BBC Storyville Preview: George Blake – Masterspy of Moscow + Q&A
This screening will be followed by a Q&A with director George Carey.
In April 1953, George Blake returned to Britain as a national hero, one of a small group of British diplomats who returned alive from three hard years as prisoner of the North Koreans. When the new Queen was crowned a couple of months later, he was among the select few invited to celebrate the day in No 2 Carlton Gardens, a discreet building overlooking the Mall from where the men who ran Britain’s Secret Intelligence Service were watching the royal procession. Little did they know that during his time as a prisoner he had become a Communist and decided to work for the KGB.

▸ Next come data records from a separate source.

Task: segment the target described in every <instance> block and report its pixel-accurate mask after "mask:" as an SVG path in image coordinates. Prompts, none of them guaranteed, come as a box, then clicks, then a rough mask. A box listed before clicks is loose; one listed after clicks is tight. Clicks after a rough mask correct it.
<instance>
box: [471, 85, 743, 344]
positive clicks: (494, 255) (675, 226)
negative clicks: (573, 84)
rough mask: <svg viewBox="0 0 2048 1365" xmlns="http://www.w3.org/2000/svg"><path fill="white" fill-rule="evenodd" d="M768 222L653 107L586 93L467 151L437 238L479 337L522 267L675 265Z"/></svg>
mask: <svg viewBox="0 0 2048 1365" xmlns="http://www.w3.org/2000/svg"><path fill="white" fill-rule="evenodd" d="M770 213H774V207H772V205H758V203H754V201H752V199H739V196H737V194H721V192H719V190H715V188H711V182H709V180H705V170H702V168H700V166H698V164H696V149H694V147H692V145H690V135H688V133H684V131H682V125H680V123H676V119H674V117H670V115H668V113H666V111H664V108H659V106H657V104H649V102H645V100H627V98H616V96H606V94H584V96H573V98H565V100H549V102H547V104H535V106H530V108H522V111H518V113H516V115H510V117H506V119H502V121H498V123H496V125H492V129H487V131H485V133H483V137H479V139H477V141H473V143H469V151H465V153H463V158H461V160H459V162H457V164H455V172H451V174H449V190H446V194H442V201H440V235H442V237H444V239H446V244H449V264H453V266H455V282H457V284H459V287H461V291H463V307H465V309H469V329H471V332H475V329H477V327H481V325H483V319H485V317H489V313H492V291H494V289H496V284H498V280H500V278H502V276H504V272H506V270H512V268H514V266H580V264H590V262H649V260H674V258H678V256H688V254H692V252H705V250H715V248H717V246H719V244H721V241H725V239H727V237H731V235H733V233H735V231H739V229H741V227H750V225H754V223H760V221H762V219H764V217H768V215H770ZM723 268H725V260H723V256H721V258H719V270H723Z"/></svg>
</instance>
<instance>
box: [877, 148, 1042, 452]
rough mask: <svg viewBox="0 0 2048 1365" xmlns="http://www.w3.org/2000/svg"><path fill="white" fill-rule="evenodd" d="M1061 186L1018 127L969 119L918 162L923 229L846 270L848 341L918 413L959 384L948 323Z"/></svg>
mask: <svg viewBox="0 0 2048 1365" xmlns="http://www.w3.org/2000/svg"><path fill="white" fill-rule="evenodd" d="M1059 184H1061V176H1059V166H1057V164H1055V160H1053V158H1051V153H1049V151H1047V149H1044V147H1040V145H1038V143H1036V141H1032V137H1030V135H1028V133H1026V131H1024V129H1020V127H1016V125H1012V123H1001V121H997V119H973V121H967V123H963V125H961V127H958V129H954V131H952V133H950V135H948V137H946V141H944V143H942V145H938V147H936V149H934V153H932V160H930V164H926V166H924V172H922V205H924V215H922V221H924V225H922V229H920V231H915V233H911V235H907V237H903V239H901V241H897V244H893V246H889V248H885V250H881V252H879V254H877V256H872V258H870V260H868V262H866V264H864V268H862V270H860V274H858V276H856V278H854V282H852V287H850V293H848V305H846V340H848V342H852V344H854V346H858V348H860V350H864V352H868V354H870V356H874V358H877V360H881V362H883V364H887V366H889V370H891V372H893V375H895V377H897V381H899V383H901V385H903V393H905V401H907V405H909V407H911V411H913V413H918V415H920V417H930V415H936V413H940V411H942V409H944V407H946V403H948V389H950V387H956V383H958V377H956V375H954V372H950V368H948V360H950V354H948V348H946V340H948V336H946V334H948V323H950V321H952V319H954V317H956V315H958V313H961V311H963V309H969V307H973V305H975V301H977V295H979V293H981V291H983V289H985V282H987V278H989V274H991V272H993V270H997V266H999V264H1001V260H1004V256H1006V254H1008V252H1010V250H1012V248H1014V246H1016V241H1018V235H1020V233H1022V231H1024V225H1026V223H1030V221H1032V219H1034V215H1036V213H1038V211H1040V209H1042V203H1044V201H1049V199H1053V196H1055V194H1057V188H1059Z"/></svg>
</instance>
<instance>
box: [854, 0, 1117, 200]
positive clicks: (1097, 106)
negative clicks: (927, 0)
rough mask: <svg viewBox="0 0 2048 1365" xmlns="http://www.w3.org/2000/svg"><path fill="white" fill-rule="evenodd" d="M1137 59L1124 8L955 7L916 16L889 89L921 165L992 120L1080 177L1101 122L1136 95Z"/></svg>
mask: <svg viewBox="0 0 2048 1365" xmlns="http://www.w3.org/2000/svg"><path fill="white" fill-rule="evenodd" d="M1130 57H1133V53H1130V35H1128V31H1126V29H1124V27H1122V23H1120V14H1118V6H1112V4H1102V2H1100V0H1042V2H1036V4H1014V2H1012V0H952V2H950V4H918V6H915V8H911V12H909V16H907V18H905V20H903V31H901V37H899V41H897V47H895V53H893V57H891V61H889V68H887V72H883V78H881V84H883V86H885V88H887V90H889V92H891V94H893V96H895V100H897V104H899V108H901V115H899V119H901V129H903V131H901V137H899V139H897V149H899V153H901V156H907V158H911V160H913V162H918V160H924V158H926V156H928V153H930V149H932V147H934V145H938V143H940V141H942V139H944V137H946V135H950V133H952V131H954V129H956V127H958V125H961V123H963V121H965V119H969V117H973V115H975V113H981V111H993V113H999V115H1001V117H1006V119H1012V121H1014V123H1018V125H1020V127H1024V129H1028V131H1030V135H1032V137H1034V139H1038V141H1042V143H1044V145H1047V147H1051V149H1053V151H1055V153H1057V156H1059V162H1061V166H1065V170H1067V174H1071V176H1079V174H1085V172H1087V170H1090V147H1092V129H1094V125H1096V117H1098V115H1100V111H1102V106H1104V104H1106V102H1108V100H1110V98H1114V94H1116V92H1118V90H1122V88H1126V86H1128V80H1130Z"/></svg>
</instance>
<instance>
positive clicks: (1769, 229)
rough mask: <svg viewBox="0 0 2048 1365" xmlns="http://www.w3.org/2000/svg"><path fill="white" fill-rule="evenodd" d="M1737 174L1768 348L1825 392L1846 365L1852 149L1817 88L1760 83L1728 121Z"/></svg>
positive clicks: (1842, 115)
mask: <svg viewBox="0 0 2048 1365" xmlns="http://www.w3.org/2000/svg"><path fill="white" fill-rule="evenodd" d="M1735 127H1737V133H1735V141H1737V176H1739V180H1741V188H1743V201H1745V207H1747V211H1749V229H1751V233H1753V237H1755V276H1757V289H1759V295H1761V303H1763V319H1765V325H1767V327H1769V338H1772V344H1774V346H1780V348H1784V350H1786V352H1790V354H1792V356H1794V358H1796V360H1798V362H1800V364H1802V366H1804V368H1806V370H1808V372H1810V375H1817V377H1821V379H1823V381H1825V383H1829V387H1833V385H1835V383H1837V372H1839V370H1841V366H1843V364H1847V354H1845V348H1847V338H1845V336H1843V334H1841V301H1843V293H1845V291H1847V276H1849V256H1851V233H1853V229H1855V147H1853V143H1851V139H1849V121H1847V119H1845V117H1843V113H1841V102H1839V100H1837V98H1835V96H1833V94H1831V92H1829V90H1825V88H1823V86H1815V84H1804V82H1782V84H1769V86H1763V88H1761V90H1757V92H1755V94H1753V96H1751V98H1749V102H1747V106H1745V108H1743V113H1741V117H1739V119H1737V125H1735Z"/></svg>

George Blake worked as a double agent for the Soviet Union until he was discovered in 1961 and sentenced to 42 years in prison. He escaped from Wormwood Scrubs prison in 1966 and fled to the USSR.
All traitors are complicated, but no one more so than Blake. In The Righteous Traitor, director George Carey speaks to Blake’s close acquaintances, historians and other former spies to chronicle his curious history. A close friend of his, Louis Wesserling, describes Blake: “He was a gambler…He spied to fill a void. It gave him a sense of enormous importance”. According to Tim Weiner, the famous historian of the CIA, “the revelation of Blake’s treachery did more damage to relations between Britain and America than all the Cambridge Five put together.”